Hallo fairaudio-Team,

seit vielen Jahren nutze ich Ihr Webangebot. Oft auch zur Unterstützung eines Kaufs neuer Komponenten. Als Elektroniker ist mir die Innenansicht sehr wichtig um beurteilen zu können, ob mir ein Design zusagt. Leider stelle ich in letzter Zeit vermehrt fest, das keine Innenansichten in den Hifi-Tests mehr dargestellt werden. Dies finde ich sehr bedauerlich und erwische mich dabei einen Artikel vorab auf Fotos zu sichten und dann zu verwerfen. Lassen sich die Hersteller nicht mehr in die Karten schauen, oder woran liegt Ihr umdenken?

Mit freundlichen Grüßen
Daniel

Hallo Daniel,

ob wir Innenaufnahmen veröffentlichen, ist unabhängig von den Herstellern und liegt eher an zeitlichen/situativen Umständen bei der Fotosession, am Gerät (nicht alle(s) lässt sich mal flugs öffnen), aber auch daran, ob's mit Blick auf die Geräteklasse (DAP beispielsweise) wirklich einen Mehrwert darstellt. Innenaufnahmen werden jedenfalls auch künftig weiterhin Bestandteil vieler Berichte sein, wie zufällig gerade bei den aktuellen Tests zu sehen.

Schöne Grüße
Jörg


26. Oktober 2018 / Ralf Stein

Hallo,

ich hätte eine Frage zwecks dem Test der Croft Vor-Endstufe (Test Croft Micro 25 und Series 7, die Red.). Sie machten in dem Test eine gewisse Punkteverteilung. War diese Punkteverteilung allgemein gerichtet, oder nur diesbezüglich auf den nicht mehr anwesenden Supernait 2 gerichtet? Vielen Dank für eine Rückantwort.

Außerdem finde ich Ihr Magazin sehr gut und überaus schön gestaltet.

Viele Grüße
Ralf Stein

Hallo Herr Stein,

vor dem Hintergrund, dass wir bei fairaudio uns ja ganz bewusst nicht als schein-objektive audiophile Punktrichter versuchen, erhebt auch meine seinerzeit im Test scherzhaft verwendete Croft-Skala der hörspaßigen Natürlichkeit keinen Anspruch auf Vergleichbarkeit mit anderen Verstärkern.

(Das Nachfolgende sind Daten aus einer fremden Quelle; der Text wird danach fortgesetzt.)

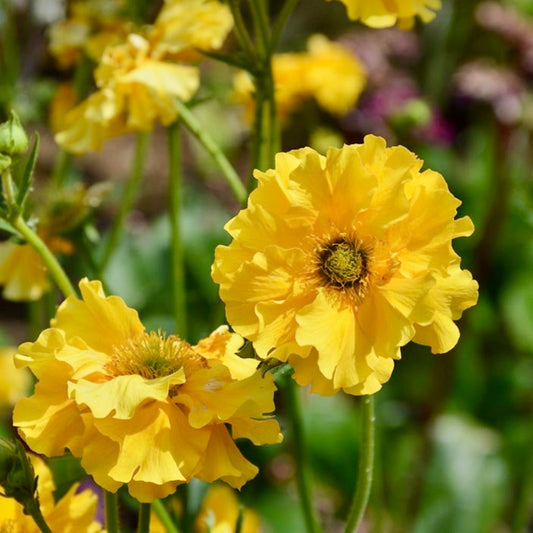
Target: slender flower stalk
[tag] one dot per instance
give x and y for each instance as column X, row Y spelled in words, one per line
column 178, row 270
column 143, row 525
column 241, row 32
column 366, row 466
column 164, row 517
column 16, row 220
column 192, row 124
column 111, row 512
column 303, row 472
column 38, row 518
column 128, row 198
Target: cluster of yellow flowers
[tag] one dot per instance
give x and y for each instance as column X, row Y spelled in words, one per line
column 107, row 384
column 327, row 72
column 337, row 262
column 73, row 513
column 139, row 78
column 385, row 13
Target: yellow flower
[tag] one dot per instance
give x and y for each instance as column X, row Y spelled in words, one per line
column 139, row 80
column 141, row 408
column 135, row 91
column 340, row 260
column 14, row 382
column 183, row 25
column 385, row 13
column 92, row 26
column 327, row 72
column 73, row 513
column 220, row 511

Insofern war diese ausnahmsweise vorgenommene Punktvergabe nicht nur allgemein, sondern außer Konkurrenz ganz exklusiv für die getesteten Croft-Geräte – die in Ihrer Anlage zu testen allerdings auch ohne fixes Raster ein ziemlich großer Spaß werden könnte...

Beste Grüße
Benjamin Baum


23. Oktober 2018 / Mathias Seibert

Bezüglich Ihres Tests des Jadis JS2 MkIII möchte ich Sie darauf hinweisen, das man mit einem anderen Netzkabel vielleicht noch bessere Ergebnisse im Bereich des Basses erzielen könnte. Ich habe hierzu positive Erfahrungen gemacht, dennoch kann es einige Zeit dauern das richtige Kabel zu finden.
Das wissen Sie aber bestimmt schon.😉

Mathias Seibert

Guten Tag, Herr Seibert,

herzlichen Dank für Ihren Hinweis. Dass Netzkabel nicht unerheblichen Anteil an der Verbesserung auch und gerade bei der Bassqualität haben, ist mir natürlich nicht verborgen geblieben.

An meinem Jadis JS2 hing denn auch ziemlich alles dran, bis mit dem Swisscable Reference Plus sein – zumindest für meine Kette – Perfect-Match gefunden war, welches meinem Test denn auch zu Grunde lag.  Der Qualitätsabstand zu vergleichbaren D/A-Wandlern mit grundsätzlich strafferem, präziseren oder schlackenfreierem Bass allerdings ließ sich bislang mit keinem Netzkabel signifikant verkleinern.